Podemos comportarnos
de forma moralmente correcta en relación con determinadas concepciones
del bien moral, es decir, en relación con determinadas normas
y códigos morales para nosotros valiosos, o bien, en el otro extremo,
podemos comportarnos de forma inmoral con respecto a ellos, pero
estructuralmente hablando, no existe ninguna persona que se encuentre
situada “más allá del bien y del mal”. Desde los orígenes mismos de la humanidad, la conducta humana
se enfrenta a la doble posibilidad de ser, precisamente “buena” o “mala”,
digna o indigna del hombre.
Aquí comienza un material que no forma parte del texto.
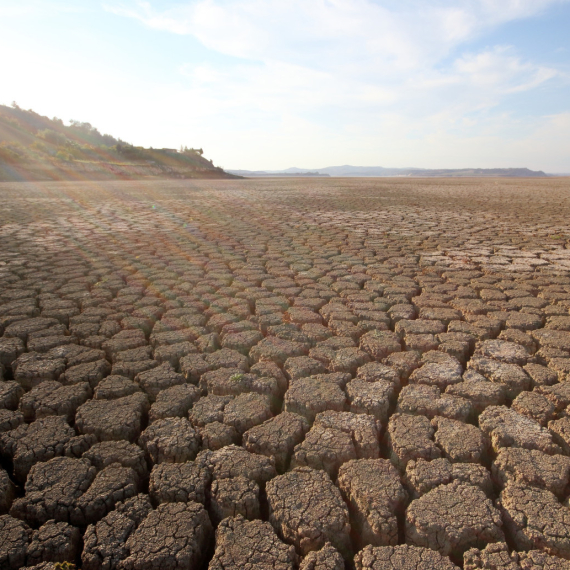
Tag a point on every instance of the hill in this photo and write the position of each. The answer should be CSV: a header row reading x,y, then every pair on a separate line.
x,y
361,171
33,147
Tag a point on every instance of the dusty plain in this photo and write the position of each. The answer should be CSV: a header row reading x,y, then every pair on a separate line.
x,y
280,374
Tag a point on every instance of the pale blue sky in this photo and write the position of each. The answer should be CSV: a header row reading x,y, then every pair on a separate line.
x,y
308,83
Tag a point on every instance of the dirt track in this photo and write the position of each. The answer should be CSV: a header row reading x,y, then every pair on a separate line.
x,y
285,373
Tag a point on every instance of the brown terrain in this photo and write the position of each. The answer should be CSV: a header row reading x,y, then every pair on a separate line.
x,y
285,374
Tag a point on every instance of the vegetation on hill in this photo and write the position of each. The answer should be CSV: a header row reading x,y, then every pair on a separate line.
x,y
36,147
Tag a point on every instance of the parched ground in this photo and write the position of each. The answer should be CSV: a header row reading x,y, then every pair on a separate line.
x,y
283,374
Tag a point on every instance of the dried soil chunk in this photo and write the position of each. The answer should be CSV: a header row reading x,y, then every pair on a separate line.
x,y
403,557
216,435
552,338
348,360
174,536
534,468
122,452
460,442
560,430
32,369
9,420
10,349
309,396
504,351
325,448
511,376
14,538
243,341
374,372
179,482
227,358
374,493
538,560
307,510
507,428
52,490
410,437
193,366
111,485
172,353
277,350
559,394
171,440
114,387
453,518
53,399
7,492
370,398
430,402
234,496
479,391
160,378
234,461
104,543
39,441
380,344
535,519
327,558
125,340
233,381
363,431
131,369
541,375
250,545
303,366
54,542
422,476
173,402
22,329
493,557
437,374
209,409
10,394
246,411
277,437
535,406
113,419
90,372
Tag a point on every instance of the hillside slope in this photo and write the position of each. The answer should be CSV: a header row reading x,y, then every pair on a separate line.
x,y
33,147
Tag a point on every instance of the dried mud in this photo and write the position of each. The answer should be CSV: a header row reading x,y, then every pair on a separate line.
x,y
285,374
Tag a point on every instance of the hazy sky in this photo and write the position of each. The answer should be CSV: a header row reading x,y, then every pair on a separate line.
x,y
308,83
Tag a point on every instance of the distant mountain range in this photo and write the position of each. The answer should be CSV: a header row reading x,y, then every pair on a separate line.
x,y
362,171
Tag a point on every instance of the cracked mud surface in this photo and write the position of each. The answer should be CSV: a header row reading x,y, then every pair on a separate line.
x,y
285,374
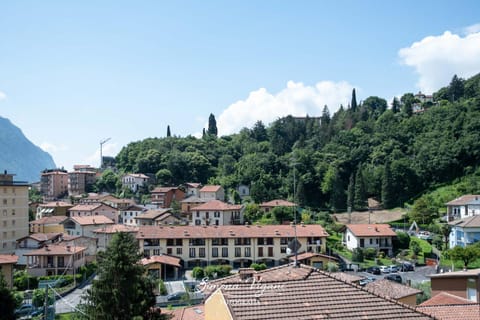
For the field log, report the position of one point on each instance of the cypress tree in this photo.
(354, 101)
(212, 125)
(360, 201)
(387, 194)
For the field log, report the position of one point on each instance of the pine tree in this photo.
(387, 194)
(354, 101)
(212, 125)
(122, 291)
(395, 105)
(360, 201)
(7, 301)
(350, 192)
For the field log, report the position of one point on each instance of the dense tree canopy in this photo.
(392, 154)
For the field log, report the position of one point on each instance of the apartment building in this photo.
(237, 245)
(13, 212)
(54, 184)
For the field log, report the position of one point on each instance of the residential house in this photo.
(157, 217)
(51, 224)
(7, 264)
(391, 289)
(216, 212)
(34, 241)
(55, 260)
(270, 205)
(212, 192)
(128, 215)
(463, 207)
(188, 203)
(314, 259)
(54, 208)
(13, 212)
(85, 225)
(54, 184)
(96, 209)
(81, 180)
(106, 233)
(464, 284)
(192, 189)
(465, 231)
(162, 266)
(163, 197)
(237, 245)
(445, 306)
(378, 236)
(297, 292)
(134, 181)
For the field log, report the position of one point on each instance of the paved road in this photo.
(70, 301)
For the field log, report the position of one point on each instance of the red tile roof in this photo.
(445, 298)
(230, 231)
(92, 220)
(55, 250)
(465, 199)
(49, 220)
(217, 205)
(371, 230)
(277, 203)
(8, 259)
(114, 228)
(287, 292)
(452, 312)
(391, 289)
(165, 259)
(210, 188)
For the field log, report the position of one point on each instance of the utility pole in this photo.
(101, 147)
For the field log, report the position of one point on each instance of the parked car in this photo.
(176, 296)
(26, 310)
(407, 266)
(366, 280)
(374, 270)
(393, 268)
(394, 277)
(384, 269)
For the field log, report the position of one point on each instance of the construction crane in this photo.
(101, 147)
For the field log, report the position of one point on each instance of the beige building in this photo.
(7, 263)
(81, 181)
(237, 245)
(54, 184)
(13, 212)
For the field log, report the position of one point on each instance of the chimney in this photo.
(246, 273)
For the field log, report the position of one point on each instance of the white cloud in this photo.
(437, 58)
(296, 99)
(108, 149)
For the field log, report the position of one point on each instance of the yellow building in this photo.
(13, 212)
(237, 245)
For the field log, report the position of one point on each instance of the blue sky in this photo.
(74, 73)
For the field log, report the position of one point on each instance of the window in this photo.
(270, 251)
(224, 252)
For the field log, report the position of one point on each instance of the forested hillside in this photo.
(364, 150)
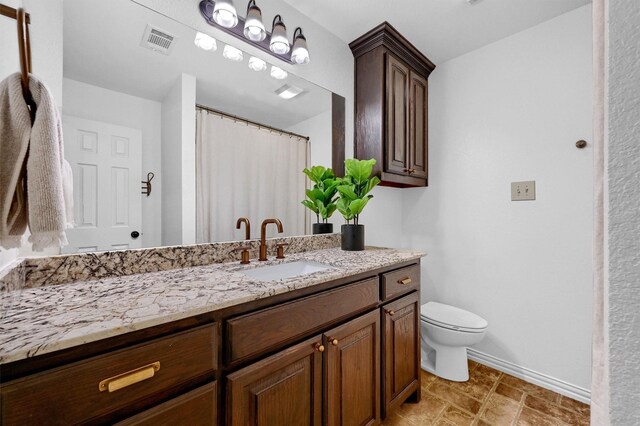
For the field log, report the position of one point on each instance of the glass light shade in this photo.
(278, 73)
(300, 52)
(257, 64)
(253, 26)
(232, 54)
(205, 41)
(279, 43)
(224, 13)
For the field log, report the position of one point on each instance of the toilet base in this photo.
(448, 362)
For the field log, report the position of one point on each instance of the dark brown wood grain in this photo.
(391, 101)
(283, 389)
(198, 407)
(401, 347)
(252, 334)
(418, 125)
(352, 372)
(392, 282)
(70, 394)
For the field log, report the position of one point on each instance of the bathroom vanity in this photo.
(336, 346)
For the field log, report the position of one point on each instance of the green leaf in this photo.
(347, 191)
(358, 205)
(310, 205)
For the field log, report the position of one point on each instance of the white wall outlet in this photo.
(521, 191)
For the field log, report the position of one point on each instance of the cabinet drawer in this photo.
(197, 407)
(128, 379)
(260, 331)
(400, 281)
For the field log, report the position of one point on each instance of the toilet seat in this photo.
(452, 318)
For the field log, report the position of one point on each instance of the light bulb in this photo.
(224, 13)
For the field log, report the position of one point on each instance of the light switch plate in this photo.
(522, 191)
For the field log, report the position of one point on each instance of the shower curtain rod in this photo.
(244, 120)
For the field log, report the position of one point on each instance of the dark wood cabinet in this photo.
(401, 350)
(284, 389)
(344, 352)
(391, 105)
(352, 372)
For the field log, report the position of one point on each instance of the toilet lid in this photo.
(451, 317)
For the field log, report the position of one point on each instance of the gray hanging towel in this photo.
(35, 179)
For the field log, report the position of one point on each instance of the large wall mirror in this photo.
(218, 134)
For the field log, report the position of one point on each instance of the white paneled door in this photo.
(106, 162)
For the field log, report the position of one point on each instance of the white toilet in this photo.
(446, 332)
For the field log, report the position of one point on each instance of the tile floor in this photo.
(488, 398)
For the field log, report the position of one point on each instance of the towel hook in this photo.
(146, 184)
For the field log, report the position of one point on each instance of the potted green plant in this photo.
(354, 195)
(321, 198)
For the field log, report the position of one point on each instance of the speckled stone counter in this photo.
(48, 318)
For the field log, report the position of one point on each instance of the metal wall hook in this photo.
(146, 184)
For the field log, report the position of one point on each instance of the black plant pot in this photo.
(353, 237)
(323, 228)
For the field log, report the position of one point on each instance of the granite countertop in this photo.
(35, 321)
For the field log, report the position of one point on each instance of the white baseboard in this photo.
(547, 382)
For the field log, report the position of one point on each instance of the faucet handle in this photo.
(280, 250)
(244, 255)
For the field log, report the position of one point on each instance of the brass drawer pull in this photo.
(123, 380)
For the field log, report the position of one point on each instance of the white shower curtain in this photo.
(246, 171)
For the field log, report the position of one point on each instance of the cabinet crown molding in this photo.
(386, 35)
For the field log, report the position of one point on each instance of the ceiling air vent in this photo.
(158, 40)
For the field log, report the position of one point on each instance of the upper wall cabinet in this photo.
(391, 106)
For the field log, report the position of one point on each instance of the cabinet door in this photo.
(401, 342)
(397, 117)
(352, 372)
(284, 389)
(418, 126)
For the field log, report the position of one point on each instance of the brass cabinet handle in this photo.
(123, 380)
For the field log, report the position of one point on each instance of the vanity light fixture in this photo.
(257, 64)
(289, 92)
(232, 53)
(300, 51)
(253, 26)
(205, 41)
(278, 73)
(224, 13)
(279, 43)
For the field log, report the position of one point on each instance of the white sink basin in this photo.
(285, 270)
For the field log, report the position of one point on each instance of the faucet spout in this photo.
(263, 236)
(247, 230)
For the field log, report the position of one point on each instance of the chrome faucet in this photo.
(247, 229)
(263, 236)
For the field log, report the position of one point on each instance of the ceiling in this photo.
(441, 29)
(102, 47)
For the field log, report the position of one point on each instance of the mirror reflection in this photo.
(224, 134)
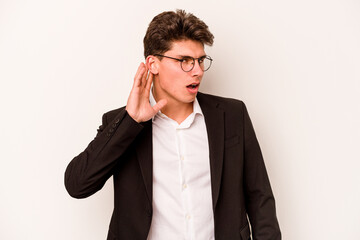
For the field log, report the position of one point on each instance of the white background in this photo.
(294, 63)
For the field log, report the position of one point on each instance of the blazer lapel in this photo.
(214, 119)
(144, 154)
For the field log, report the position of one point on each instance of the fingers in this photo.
(149, 81)
(139, 74)
(159, 105)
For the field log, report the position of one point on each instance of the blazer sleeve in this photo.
(260, 201)
(88, 172)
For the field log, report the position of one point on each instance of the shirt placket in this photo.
(188, 218)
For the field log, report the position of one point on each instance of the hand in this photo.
(138, 105)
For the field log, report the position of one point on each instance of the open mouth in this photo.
(192, 86)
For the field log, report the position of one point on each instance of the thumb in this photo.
(159, 105)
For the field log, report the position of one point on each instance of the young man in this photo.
(185, 165)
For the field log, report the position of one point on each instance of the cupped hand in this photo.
(138, 105)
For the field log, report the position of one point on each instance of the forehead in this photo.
(187, 48)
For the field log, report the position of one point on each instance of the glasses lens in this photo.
(187, 64)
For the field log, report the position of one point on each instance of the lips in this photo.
(193, 85)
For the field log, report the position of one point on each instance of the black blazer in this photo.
(239, 182)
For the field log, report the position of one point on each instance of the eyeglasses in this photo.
(187, 63)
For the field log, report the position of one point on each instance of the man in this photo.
(185, 165)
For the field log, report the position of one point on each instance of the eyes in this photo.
(191, 61)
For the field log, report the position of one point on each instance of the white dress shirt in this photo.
(182, 200)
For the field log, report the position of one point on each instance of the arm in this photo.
(88, 172)
(259, 197)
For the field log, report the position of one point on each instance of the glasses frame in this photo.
(193, 60)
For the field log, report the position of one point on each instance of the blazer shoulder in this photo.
(111, 115)
(222, 102)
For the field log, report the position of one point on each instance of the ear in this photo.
(152, 64)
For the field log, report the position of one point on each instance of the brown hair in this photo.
(172, 26)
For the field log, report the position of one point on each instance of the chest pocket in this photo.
(245, 232)
(232, 141)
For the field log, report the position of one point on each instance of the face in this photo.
(171, 82)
Así, la libertad implica siempre el riesgo
humano de escoger tanto una conducta como otra. De ahí lo que en
ética se conoce como ambigüedad humana. El hombre, entonces, considerado desde su propia naturaleza, es un
ser ambiguo y contradictorio por excelencia. Potencial y consustancialmente
contiene en sí la posibilidad de humanizarse o deshumanizarse, puede
tender hacia el bien o hacia el mal, abonar a su perfeccionamiento moral
o abandonarlo, por ello, se dice que es un ser contradictorio y ambiguo.